彼女は発光した刀を烏間にむけたまま、微動だにしなかった。

「ごめんなさい、アヤメさん。 貴方の力を試すようなことをして」

依乃里さんはペコリと頭を下げた。

「もういいでしょう。 改造人間の力は分かったわ。 ミナト君、お願い。 引かせてくれる?」

依乃里さんは僕にむかい、そういった。

僕は慌てて、アヤメに言った。

「もういい。 アヤメ。 僕は大丈夫だし、引いてくれ」

「…………」

数秒、アヤメは黙っていたが、すぐに力を解いたのかエメラルド色の髪が元の髪の色に変わりナイフも元通りになっていた。

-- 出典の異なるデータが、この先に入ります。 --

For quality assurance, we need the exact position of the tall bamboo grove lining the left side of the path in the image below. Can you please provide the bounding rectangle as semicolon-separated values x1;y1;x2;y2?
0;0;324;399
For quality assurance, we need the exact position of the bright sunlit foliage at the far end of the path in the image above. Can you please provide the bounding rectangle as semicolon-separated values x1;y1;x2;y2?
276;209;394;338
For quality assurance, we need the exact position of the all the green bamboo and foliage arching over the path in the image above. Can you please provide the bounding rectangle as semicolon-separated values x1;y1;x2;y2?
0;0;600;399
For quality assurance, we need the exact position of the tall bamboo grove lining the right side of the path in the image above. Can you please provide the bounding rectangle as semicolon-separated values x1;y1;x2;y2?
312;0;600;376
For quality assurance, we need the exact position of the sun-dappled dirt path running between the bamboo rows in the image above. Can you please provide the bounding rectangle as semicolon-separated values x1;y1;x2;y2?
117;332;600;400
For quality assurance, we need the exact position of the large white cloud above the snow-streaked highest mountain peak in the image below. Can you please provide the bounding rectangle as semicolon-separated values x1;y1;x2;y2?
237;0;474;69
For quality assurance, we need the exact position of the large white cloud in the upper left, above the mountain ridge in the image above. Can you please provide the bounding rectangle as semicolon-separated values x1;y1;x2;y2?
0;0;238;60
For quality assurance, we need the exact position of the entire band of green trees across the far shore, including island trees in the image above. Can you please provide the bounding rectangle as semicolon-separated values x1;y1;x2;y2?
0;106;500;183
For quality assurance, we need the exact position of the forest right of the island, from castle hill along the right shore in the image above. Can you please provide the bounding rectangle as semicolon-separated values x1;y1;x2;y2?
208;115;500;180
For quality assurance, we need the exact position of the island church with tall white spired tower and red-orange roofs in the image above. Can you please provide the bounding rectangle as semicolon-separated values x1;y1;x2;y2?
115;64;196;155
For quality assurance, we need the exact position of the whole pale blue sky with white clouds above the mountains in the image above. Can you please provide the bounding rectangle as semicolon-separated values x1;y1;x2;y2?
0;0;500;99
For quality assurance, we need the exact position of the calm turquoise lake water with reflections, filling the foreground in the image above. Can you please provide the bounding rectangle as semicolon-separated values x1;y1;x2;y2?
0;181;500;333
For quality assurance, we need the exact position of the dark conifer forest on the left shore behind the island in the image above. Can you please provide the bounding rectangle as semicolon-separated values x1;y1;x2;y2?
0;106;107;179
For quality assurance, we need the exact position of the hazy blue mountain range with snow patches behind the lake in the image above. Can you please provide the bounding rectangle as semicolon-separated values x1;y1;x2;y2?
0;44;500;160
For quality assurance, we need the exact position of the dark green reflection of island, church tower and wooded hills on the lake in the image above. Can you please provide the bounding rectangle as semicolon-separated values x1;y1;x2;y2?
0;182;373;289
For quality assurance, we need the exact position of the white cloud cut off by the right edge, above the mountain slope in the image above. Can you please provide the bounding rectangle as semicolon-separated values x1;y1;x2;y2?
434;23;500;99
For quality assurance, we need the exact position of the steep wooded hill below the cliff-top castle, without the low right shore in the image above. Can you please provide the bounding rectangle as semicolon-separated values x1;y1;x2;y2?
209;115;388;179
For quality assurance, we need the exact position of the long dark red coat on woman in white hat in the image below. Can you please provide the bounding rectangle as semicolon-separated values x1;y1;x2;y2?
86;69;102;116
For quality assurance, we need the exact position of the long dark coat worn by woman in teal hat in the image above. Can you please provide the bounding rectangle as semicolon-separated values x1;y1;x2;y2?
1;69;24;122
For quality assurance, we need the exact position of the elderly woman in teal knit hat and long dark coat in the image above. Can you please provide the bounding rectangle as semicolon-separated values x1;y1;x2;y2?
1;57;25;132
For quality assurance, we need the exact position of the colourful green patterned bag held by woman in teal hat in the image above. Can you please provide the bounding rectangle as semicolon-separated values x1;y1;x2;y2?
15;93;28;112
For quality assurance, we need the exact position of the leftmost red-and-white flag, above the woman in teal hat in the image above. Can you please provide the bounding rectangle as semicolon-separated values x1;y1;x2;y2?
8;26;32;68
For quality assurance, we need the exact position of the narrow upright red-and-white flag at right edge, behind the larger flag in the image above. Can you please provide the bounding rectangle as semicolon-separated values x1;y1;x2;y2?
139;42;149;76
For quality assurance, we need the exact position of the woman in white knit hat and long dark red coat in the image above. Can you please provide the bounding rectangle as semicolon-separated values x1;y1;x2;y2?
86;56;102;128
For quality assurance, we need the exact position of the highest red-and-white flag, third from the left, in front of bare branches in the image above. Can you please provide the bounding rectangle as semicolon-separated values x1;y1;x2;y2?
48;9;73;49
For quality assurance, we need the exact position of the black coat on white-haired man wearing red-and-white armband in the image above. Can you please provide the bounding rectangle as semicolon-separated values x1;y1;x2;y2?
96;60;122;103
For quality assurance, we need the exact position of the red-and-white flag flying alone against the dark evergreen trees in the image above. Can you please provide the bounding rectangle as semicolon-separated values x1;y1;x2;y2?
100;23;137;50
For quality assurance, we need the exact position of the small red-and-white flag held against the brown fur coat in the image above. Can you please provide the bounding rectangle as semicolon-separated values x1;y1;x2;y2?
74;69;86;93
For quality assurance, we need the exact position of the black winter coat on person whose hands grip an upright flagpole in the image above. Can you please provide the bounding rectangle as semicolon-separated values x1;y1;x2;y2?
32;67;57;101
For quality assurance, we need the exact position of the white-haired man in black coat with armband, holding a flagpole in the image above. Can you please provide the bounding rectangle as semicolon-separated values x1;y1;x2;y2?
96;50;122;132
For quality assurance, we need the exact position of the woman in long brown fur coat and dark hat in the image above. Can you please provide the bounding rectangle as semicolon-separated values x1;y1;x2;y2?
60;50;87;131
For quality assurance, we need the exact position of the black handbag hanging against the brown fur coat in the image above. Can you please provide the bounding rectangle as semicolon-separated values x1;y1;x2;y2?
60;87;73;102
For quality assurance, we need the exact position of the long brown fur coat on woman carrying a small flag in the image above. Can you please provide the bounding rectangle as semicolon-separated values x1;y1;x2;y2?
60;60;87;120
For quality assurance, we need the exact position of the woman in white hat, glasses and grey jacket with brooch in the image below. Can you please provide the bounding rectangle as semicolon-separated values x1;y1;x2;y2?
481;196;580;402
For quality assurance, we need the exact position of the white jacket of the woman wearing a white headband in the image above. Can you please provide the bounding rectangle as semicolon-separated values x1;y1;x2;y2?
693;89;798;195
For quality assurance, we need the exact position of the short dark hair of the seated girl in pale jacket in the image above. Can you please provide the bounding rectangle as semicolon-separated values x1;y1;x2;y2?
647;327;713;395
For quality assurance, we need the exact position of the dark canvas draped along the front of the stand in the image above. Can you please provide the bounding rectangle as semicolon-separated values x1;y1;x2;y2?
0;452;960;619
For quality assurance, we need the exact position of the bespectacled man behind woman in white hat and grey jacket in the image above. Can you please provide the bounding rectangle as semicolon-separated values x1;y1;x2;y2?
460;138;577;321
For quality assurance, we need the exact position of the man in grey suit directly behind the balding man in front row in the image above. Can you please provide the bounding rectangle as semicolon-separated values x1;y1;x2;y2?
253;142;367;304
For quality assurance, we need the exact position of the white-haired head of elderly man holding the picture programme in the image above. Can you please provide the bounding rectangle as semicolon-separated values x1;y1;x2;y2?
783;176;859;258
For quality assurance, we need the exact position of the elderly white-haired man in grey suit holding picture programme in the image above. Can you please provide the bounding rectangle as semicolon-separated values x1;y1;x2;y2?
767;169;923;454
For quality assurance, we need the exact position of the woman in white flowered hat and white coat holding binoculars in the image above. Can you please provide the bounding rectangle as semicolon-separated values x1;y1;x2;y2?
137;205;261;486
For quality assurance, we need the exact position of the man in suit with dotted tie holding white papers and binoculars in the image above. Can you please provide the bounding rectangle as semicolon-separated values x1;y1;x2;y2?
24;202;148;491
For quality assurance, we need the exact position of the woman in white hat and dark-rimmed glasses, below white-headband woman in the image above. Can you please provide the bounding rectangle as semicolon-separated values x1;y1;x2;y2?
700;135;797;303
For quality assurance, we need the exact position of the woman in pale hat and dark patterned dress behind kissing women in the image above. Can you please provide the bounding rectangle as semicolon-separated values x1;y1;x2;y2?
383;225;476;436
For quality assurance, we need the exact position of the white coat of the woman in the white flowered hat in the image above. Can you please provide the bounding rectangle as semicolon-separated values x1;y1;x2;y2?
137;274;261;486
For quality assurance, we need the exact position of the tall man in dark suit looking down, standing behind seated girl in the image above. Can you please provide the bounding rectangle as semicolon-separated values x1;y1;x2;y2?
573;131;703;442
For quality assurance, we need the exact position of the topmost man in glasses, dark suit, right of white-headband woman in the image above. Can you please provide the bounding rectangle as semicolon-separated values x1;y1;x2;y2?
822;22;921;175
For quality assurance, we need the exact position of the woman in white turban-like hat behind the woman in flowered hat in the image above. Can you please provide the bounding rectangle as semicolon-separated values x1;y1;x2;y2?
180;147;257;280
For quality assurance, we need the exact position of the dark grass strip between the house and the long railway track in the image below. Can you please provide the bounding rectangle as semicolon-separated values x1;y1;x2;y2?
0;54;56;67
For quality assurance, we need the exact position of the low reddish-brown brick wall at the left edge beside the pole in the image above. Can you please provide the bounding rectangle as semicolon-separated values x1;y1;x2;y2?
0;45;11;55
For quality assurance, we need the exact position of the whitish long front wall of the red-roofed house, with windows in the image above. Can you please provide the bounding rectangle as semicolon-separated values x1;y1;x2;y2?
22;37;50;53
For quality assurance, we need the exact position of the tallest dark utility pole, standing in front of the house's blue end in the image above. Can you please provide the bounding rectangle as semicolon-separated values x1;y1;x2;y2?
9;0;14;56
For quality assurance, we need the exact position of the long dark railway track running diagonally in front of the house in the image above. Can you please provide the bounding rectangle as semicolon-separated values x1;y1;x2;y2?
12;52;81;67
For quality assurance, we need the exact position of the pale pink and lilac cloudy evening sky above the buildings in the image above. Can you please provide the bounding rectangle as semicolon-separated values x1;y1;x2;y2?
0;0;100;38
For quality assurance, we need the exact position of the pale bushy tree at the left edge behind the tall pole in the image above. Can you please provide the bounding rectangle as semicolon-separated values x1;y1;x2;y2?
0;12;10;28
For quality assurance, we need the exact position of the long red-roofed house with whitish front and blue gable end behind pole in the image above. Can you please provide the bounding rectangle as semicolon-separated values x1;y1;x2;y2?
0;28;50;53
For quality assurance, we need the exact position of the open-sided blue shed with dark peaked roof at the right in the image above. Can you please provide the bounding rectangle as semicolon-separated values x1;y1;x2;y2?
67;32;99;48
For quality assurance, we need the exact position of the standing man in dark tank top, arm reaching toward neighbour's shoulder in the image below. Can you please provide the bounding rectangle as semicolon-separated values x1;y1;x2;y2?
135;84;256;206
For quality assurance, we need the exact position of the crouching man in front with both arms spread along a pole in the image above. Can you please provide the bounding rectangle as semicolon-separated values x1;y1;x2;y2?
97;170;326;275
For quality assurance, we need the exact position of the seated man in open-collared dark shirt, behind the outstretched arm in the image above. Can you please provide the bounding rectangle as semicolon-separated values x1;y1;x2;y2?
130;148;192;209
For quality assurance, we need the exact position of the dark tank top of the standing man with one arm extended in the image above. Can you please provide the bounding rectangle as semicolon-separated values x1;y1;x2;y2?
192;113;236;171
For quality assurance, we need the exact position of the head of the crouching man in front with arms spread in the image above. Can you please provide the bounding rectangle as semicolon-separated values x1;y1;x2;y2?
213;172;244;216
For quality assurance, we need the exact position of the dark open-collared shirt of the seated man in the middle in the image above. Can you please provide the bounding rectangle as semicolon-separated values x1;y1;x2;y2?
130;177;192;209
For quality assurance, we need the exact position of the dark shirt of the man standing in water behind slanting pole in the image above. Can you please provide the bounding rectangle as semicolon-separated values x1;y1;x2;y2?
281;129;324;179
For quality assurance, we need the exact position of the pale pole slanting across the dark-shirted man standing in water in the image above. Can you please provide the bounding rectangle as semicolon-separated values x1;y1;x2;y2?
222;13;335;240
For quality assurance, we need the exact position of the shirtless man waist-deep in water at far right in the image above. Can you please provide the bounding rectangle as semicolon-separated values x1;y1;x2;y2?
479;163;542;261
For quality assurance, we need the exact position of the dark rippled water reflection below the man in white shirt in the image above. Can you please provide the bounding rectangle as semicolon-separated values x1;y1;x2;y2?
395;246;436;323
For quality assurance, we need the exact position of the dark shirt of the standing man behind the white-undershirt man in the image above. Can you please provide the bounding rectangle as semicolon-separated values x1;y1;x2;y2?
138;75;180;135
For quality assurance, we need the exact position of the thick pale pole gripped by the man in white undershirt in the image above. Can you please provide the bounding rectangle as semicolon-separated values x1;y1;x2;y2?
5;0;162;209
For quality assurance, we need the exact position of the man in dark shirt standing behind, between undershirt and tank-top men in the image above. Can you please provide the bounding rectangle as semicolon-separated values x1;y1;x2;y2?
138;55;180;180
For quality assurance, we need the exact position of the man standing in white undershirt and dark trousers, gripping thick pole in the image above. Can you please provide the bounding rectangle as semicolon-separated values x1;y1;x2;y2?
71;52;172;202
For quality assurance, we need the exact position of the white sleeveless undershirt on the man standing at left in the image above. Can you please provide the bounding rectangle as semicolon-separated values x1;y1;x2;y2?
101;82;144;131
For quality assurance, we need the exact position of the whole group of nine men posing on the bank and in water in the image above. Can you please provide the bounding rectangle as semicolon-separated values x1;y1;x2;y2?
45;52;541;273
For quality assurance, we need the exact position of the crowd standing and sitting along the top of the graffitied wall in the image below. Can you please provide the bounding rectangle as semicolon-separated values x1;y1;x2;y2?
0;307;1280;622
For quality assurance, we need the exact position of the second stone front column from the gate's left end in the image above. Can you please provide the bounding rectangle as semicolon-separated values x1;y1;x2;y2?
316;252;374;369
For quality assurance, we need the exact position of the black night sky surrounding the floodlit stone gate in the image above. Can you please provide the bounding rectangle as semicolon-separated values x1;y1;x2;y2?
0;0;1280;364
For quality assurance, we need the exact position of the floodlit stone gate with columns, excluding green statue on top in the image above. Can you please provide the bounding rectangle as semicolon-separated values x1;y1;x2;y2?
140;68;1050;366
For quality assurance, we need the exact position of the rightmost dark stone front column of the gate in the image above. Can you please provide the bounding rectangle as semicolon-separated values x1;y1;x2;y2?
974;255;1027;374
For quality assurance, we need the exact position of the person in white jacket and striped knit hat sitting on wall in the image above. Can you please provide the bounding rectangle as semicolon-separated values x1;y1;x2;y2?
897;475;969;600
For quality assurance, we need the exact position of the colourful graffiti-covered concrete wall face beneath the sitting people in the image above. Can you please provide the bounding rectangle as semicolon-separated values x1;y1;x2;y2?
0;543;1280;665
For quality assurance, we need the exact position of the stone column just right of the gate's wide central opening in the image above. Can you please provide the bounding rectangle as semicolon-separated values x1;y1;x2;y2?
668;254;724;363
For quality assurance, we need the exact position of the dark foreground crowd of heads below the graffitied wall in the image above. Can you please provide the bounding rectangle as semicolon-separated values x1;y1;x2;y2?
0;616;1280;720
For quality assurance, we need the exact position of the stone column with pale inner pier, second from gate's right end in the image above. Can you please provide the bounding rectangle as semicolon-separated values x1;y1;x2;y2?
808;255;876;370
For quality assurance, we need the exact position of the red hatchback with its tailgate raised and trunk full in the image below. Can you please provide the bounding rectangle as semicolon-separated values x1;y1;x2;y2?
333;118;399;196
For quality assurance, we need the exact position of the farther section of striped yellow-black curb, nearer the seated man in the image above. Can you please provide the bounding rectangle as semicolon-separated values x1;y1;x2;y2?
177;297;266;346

アヤメは何も言わずに此方に踵を返すと、僕の隣まで、何事もなかったように歩いてくる。「烏間、それに他の者も引きなさい」

依乃里さんがそう言うと、全員がよろよろと立ち上がり、壁際の方まで移動する。

「もし私が命令したここにいる者以外が飛んでくる。 それを全て相手にする気?」

依乃里さんはアヤメに向かい問いかけた。

「……。 それがミナトを守るためなら私は自分の命をいとわない」

アヤメはそう答える。

僕はアヤメを見ていたが、何と答えていいのか分からず見ていた。

「戦争でも始める気かしら。 まぁ、いいわ……」

依乃里さんははぁと息を吐く。

「一つ言うけど、利害は一致しているの。アヤメさんの質問に答えるなら、確かにミナト君の事を排除するかもしれないと言ったけど、一応、こちらは君に危害をくわえる気は無いの」

依乃里さんは苦笑いを浮かべながら言う。

「それは味方と捉えていいんですか?」

僕は問いかけた。

「味方というよりは共同戦線と言った方がいいかしらね」

依乃里さんは扇子を広げながら言った。

「とりあえずDr.シロタはかならずミナト君を狙うのは分かっているの。 だから貴方の監視は怠らないし、まぁ、現れた際には我々も総力をあげて彼女を捕まえるわ」

「わかりました。 でもなんだかまだ実感がわきませんよ」

「それだけのことを言える余裕があるなら大丈夫よ」

僕が首をかしげながら言うと、依乃里さんは口元を歪め、微笑した。